Mass Gaming & Entertainment (Neil Bluhm and George Carney)
Odds: 3–2

The Massachusetts Gaming Commission may deal these would-be developers out if it thinks the Mashpee Wampanoag tribe can move forward quickly with its plan in nearby Taunton. “The judgment all comes down to whether you think a tribal casino is many, many years away,” Barrow says.

Mashpee Wampanoag Tribe
Odds: 5–2

The federal Bureau of Indian Affairs granted the Mashpee 150 acres in Taunton as a reservation in September, so it could build a casino without state approval. But Barrow says Attorney General Maura Healey, or others hoping to prevent casino saturation, may challenge the tribe’s ties to the land: “Many have argued the Mashpee never set foot off Cape Cod.”

Tiverton, RI
Twin River Management (George Pampanier)
Odds: 4–1

The owners of a slots casino in Newport want to replace it with a resort casino in Tiverton, just off I-195 near the state line, to compete for Massachusetts gamblers. “It’s a great location,” Barrow says.
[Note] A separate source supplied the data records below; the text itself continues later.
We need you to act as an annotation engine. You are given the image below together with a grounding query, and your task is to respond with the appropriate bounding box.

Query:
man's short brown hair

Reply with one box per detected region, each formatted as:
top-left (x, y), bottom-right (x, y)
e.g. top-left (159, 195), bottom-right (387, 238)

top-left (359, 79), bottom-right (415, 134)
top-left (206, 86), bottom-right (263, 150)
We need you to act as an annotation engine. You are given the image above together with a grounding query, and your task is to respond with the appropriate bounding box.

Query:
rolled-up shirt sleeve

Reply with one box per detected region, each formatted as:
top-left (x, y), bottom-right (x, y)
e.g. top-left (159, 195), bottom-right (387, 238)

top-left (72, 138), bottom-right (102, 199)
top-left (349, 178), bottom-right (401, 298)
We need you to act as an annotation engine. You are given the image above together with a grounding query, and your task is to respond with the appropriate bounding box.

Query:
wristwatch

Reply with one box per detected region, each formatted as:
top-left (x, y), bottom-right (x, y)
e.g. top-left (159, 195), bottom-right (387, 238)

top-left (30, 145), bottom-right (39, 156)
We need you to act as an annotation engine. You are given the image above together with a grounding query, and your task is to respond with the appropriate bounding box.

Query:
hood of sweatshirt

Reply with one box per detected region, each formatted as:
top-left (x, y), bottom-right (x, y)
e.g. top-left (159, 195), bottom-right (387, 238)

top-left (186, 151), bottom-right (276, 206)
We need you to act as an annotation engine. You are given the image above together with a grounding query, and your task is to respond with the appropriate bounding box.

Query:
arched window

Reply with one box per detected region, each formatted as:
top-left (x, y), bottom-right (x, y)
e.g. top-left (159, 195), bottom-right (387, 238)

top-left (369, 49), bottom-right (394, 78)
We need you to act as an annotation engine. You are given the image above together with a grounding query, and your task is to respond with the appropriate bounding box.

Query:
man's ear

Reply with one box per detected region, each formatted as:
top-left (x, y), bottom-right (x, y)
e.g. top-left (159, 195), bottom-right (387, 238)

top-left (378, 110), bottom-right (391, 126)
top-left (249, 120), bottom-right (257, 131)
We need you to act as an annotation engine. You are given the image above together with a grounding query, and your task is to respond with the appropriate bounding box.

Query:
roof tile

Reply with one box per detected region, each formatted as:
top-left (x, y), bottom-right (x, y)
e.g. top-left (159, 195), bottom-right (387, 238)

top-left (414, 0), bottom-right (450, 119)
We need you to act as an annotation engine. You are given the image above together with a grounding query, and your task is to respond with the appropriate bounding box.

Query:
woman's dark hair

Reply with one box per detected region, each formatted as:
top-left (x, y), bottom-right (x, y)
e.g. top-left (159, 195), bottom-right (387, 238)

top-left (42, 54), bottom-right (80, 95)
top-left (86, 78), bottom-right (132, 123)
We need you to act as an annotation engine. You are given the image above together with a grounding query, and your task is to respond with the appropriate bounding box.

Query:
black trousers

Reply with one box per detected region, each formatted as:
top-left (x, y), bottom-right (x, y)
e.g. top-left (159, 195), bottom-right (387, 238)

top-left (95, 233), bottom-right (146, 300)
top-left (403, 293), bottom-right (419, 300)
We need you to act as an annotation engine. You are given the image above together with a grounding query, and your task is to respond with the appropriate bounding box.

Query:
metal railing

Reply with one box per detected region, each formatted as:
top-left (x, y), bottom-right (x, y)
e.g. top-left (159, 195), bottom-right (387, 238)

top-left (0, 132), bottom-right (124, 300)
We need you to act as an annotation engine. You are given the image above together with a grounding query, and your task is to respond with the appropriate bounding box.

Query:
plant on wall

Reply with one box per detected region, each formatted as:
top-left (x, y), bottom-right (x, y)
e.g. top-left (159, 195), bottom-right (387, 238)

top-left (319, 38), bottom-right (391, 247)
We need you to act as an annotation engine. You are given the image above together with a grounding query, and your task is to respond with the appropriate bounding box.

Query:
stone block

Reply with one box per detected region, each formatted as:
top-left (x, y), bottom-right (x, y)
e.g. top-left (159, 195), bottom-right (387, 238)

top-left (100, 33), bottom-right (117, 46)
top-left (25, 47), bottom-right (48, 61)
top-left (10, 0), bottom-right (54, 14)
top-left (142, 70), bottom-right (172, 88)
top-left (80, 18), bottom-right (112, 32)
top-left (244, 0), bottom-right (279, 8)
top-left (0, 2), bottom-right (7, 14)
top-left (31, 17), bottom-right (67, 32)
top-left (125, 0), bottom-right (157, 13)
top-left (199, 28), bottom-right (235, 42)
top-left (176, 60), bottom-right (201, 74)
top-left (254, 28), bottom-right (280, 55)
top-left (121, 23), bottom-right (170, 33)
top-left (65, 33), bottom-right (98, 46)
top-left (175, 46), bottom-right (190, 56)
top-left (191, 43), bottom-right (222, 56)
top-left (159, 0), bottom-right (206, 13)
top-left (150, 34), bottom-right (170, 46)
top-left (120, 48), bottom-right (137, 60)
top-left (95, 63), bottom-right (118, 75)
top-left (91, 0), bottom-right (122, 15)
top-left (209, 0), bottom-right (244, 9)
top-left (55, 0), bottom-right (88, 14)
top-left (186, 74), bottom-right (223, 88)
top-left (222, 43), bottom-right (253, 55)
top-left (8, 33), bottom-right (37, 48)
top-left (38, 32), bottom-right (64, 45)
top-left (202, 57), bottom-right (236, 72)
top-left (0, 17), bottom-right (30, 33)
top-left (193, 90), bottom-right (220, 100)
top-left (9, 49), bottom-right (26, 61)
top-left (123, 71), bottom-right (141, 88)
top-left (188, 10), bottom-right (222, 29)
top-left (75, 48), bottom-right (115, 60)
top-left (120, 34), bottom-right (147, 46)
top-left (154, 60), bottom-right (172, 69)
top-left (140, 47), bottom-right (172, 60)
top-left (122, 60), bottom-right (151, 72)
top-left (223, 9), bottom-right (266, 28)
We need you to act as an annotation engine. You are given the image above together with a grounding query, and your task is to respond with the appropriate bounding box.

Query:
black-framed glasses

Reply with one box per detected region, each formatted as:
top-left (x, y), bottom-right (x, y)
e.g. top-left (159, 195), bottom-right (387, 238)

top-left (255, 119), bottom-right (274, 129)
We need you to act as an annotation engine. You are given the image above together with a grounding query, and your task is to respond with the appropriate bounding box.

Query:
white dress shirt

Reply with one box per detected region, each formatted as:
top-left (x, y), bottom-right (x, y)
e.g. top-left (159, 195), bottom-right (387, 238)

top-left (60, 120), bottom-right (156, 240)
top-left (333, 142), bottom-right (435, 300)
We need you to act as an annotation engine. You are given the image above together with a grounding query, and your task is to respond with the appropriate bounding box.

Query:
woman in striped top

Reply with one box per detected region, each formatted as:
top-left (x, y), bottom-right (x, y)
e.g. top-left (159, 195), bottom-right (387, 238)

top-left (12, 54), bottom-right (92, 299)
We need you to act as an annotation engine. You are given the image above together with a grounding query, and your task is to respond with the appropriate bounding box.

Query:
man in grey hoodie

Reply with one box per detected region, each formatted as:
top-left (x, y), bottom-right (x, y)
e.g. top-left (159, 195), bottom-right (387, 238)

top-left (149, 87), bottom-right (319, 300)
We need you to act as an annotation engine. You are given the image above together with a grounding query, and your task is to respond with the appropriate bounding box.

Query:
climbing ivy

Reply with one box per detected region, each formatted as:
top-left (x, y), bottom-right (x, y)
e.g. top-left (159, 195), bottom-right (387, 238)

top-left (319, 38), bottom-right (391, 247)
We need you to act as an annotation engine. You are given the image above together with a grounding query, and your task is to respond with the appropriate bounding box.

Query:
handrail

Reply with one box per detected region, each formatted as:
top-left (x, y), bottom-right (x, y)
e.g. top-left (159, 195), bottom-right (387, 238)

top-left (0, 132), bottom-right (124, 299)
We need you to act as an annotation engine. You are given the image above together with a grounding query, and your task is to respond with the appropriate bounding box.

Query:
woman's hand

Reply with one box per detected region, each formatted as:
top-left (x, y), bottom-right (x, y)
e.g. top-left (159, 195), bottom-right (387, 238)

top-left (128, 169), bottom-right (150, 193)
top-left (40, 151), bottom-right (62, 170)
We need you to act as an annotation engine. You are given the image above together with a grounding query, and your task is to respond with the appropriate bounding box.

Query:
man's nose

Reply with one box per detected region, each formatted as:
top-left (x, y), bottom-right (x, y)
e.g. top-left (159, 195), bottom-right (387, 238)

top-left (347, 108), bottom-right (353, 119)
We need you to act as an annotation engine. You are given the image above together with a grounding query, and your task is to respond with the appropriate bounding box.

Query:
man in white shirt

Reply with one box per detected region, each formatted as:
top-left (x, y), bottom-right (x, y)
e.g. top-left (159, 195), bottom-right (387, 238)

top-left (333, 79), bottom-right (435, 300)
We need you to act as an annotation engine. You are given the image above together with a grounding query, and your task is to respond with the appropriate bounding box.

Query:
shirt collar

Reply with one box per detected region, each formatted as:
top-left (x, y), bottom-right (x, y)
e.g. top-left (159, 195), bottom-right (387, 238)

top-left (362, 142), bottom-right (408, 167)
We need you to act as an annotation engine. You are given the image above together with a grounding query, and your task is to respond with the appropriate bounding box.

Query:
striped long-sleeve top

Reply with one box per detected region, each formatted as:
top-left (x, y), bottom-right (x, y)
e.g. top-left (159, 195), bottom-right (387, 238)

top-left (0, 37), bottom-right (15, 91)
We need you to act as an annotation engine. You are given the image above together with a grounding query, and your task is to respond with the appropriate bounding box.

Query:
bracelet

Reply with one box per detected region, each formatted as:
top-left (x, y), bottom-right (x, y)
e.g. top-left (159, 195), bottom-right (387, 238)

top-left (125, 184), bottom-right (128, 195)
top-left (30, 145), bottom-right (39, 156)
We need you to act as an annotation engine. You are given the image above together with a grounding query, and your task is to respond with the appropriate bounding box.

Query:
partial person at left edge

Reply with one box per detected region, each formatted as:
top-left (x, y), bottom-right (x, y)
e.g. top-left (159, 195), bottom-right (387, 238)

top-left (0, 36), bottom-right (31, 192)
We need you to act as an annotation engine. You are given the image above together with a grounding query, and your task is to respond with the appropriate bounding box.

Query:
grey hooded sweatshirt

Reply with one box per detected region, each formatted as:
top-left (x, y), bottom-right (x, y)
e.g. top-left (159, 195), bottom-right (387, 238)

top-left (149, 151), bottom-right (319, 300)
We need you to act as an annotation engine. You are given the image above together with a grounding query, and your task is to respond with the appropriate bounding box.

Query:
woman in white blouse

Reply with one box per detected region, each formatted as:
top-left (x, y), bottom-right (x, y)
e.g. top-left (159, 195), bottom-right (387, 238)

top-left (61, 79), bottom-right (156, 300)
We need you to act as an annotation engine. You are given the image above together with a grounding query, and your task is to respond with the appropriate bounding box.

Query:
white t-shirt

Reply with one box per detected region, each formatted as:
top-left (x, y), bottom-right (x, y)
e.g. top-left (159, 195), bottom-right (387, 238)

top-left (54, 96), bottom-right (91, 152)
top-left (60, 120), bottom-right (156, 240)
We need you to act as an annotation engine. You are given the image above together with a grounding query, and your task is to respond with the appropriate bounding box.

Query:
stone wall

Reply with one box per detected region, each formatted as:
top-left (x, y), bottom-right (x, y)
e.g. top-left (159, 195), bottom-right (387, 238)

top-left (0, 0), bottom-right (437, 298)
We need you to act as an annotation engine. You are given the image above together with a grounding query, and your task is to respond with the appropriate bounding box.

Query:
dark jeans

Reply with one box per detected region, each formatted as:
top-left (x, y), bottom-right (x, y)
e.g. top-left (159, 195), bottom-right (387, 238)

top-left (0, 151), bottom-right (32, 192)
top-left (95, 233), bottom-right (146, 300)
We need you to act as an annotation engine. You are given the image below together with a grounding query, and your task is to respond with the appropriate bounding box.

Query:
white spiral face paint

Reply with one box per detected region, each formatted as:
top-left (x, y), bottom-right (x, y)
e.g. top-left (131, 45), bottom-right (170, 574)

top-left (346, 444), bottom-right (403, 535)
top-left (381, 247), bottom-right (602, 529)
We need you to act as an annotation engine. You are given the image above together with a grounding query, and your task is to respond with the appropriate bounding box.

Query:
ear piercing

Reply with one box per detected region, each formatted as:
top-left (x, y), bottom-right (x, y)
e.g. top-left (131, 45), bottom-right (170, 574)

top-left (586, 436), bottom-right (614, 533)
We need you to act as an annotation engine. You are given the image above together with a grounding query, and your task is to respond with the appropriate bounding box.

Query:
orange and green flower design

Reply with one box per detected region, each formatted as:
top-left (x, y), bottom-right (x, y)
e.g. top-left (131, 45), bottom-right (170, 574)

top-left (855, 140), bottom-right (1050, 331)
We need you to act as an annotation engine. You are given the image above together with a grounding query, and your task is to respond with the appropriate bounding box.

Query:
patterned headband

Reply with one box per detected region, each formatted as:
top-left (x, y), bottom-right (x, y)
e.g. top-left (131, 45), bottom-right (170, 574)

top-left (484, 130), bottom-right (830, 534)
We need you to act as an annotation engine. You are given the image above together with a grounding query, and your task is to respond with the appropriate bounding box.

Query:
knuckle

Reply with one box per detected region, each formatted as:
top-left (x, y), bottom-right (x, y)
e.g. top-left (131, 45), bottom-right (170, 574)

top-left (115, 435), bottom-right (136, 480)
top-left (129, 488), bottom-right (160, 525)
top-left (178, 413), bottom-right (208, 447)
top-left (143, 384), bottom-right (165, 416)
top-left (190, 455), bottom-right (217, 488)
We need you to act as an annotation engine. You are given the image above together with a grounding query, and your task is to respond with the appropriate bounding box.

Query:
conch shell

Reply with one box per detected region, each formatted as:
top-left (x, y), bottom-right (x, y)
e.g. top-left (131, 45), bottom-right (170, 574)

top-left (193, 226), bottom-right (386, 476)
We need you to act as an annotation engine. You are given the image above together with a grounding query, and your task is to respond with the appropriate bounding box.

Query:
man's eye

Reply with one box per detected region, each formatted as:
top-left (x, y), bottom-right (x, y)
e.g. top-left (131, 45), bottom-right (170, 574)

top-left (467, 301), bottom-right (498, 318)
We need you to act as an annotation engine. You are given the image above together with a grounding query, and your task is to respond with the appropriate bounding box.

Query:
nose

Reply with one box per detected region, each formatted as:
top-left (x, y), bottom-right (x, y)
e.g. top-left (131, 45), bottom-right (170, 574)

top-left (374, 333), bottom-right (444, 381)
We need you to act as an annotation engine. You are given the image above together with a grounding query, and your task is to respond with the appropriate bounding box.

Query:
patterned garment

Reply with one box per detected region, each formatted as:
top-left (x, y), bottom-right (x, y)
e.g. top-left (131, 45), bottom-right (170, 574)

But voters in Tiverton and across Rhode Island have to approve the plan, and they have a history of saying no.

Martha’s Vineyard
Wampanoag Tribe of Gay Head–Aquinnah
Odds: 100–1

The 1,121-person tribe was converting its community center into a small slots casino when a federal judge ruled in November that it lacked a functional, active government. That means the tribe can’t use federal law to get out from under its 1987 agreement to follow state gambling law. Besides, Barrow says, “It’s not going to attract people from off the island.”